Bob Bradway: I know a number of you have submitted questions, so we’re continuing to work through the list. Anybody who hasn’t yet shot Arvind an e-mail, we’re going to go through those and we’ve got couple of handfuls still to go. So let’s, Arvind, go to the next question.
Arvind Sood: Yes. The next 1 is a question by Greg Renza of RBC Capital Markets and Dave, this is for you. We were interested in hearing some color on the antibody drug conjugate strategy in light of the recent deals. How is the team approaching the space?
David Reese: Yes. Thanks, Greg. What I view this is as another modality in our toolkit. We’ve been watching the antibody drug conjugate technology quite closely for the past several years. It’s advanced, so what we feel is that we’ll use ADCs on appropriate targets. I view it as an addition and an extension of our modalities. These collaborations bring together our experience on target identification and validation as well as, of course, antibody generation with some of the newer conjugation technology. So as that progresses, more to come but you should view this as additive to our armamentarium.
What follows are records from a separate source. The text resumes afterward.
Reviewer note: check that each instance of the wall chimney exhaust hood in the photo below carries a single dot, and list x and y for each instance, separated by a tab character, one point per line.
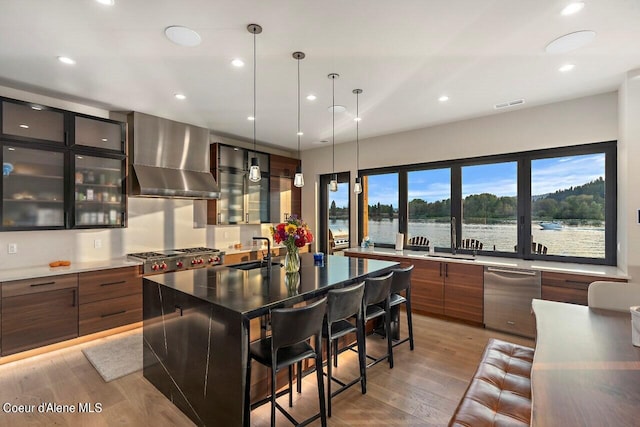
169	159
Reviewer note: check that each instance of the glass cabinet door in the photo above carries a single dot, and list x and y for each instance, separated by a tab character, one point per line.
32	121
99	199
32	188
231	209
99	133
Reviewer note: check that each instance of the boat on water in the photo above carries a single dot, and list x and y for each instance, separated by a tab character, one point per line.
550	225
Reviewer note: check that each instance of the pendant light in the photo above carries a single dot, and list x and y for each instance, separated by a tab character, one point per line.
298	179
254	170
333	184
357	187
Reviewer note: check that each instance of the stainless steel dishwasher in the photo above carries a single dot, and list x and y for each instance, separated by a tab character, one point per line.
507	299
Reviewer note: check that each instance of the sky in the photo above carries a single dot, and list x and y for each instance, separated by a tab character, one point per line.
547	176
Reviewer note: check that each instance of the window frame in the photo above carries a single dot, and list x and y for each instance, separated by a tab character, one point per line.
523	159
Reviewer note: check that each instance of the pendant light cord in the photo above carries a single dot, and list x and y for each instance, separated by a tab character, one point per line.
298	108
333	124
254	95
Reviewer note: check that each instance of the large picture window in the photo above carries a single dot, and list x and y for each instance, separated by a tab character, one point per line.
555	204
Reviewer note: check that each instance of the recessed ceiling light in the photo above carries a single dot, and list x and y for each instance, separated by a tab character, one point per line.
566	67
572	8
66	60
571	41
182	36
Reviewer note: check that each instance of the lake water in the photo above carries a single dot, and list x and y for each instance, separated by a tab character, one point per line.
580	241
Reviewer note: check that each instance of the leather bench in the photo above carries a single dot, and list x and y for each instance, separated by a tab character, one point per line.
500	390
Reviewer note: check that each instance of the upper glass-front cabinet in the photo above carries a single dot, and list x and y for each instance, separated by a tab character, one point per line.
32	188
60	169
99	133
32	121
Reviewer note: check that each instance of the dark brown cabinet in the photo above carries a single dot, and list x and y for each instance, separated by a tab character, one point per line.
38	312
60	169
285	198
109	298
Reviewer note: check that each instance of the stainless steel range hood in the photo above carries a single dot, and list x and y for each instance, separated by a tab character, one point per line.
169	159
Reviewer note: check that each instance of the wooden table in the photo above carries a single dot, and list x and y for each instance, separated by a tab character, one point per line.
585	372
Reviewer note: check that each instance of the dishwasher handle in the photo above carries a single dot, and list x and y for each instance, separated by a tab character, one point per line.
520	272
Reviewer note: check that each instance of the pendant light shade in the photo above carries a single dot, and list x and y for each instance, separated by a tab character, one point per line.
298	179
254	170
333	184
357	187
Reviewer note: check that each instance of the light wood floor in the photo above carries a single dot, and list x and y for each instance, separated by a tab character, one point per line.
423	389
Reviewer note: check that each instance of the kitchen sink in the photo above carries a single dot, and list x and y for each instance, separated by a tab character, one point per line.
252	265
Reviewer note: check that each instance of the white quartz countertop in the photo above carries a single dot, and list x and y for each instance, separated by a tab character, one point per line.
35	271
606	271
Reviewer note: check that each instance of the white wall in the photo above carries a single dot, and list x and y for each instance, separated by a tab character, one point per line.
578	121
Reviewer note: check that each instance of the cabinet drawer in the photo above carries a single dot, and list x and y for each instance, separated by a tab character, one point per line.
35	320
42	284
105	284
106	314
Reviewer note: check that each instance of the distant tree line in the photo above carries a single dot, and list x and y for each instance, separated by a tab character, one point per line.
583	202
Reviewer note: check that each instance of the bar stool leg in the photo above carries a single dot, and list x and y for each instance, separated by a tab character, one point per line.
387	319
409	320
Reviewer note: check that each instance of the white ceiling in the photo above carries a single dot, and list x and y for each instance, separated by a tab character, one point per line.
404	54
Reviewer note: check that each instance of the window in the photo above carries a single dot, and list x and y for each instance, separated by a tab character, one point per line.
429	207
490	207
568	206
380	216
555	204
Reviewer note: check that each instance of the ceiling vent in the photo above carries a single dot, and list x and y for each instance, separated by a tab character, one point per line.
508	104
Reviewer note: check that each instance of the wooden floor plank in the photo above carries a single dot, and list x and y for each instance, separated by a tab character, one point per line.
423	389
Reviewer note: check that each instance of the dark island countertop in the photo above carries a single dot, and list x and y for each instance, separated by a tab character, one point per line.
253	292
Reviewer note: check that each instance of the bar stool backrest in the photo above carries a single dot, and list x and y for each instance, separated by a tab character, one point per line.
401	279
344	303
290	326
376	289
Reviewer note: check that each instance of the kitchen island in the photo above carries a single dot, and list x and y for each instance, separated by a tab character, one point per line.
196	327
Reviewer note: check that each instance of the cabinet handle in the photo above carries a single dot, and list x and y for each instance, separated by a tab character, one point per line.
42	284
113	314
113	283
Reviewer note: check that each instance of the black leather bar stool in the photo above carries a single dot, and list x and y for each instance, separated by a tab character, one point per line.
401	283
375	303
291	329
342	305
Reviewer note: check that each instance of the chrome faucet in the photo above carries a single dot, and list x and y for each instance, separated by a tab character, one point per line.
268	257
453	235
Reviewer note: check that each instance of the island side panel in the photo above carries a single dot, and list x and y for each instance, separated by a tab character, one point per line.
195	354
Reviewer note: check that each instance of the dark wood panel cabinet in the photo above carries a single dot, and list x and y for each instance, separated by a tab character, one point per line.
566	287
38	312
109	298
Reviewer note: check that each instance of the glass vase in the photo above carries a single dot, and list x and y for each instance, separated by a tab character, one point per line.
292	261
Arvind Sood: Okay. The next question is by Tim Anderson of Wolfe Research. And his question is on AMGEVITA in the U.S. And he’s asking, any commentary and your comfort with sell-side consensus for U.S. sales which seems to be around $600 million in 2023? And anything you can say about contract specifics such as whether there’s price protection, if any of them go beyond 2023?
Murdo Gordon: Yes, we don’t give product-specific guidance. And this is a new event in the U.S. biosimilar market, given this is the first big pharmacy benefit product to go up. So we will continue to update all of you as the launch progresses. We have said we think this will be gradually slope on this launch and I’m going have to keep you apprised as we go forward.
Arvind Sood: Okay. The next 1 is by Dave Risinger of SVB Securities and he has 2 questions. The first 1 is for you, Dave. Please discuss key novel drug candidate readouts to watch in 2023. And the second 1 for you, Murdo. How do you expect formulary positioning for AMGEVITA to potentially change in January of 2024 after AMGEVITA is assigned an interchangeability designation?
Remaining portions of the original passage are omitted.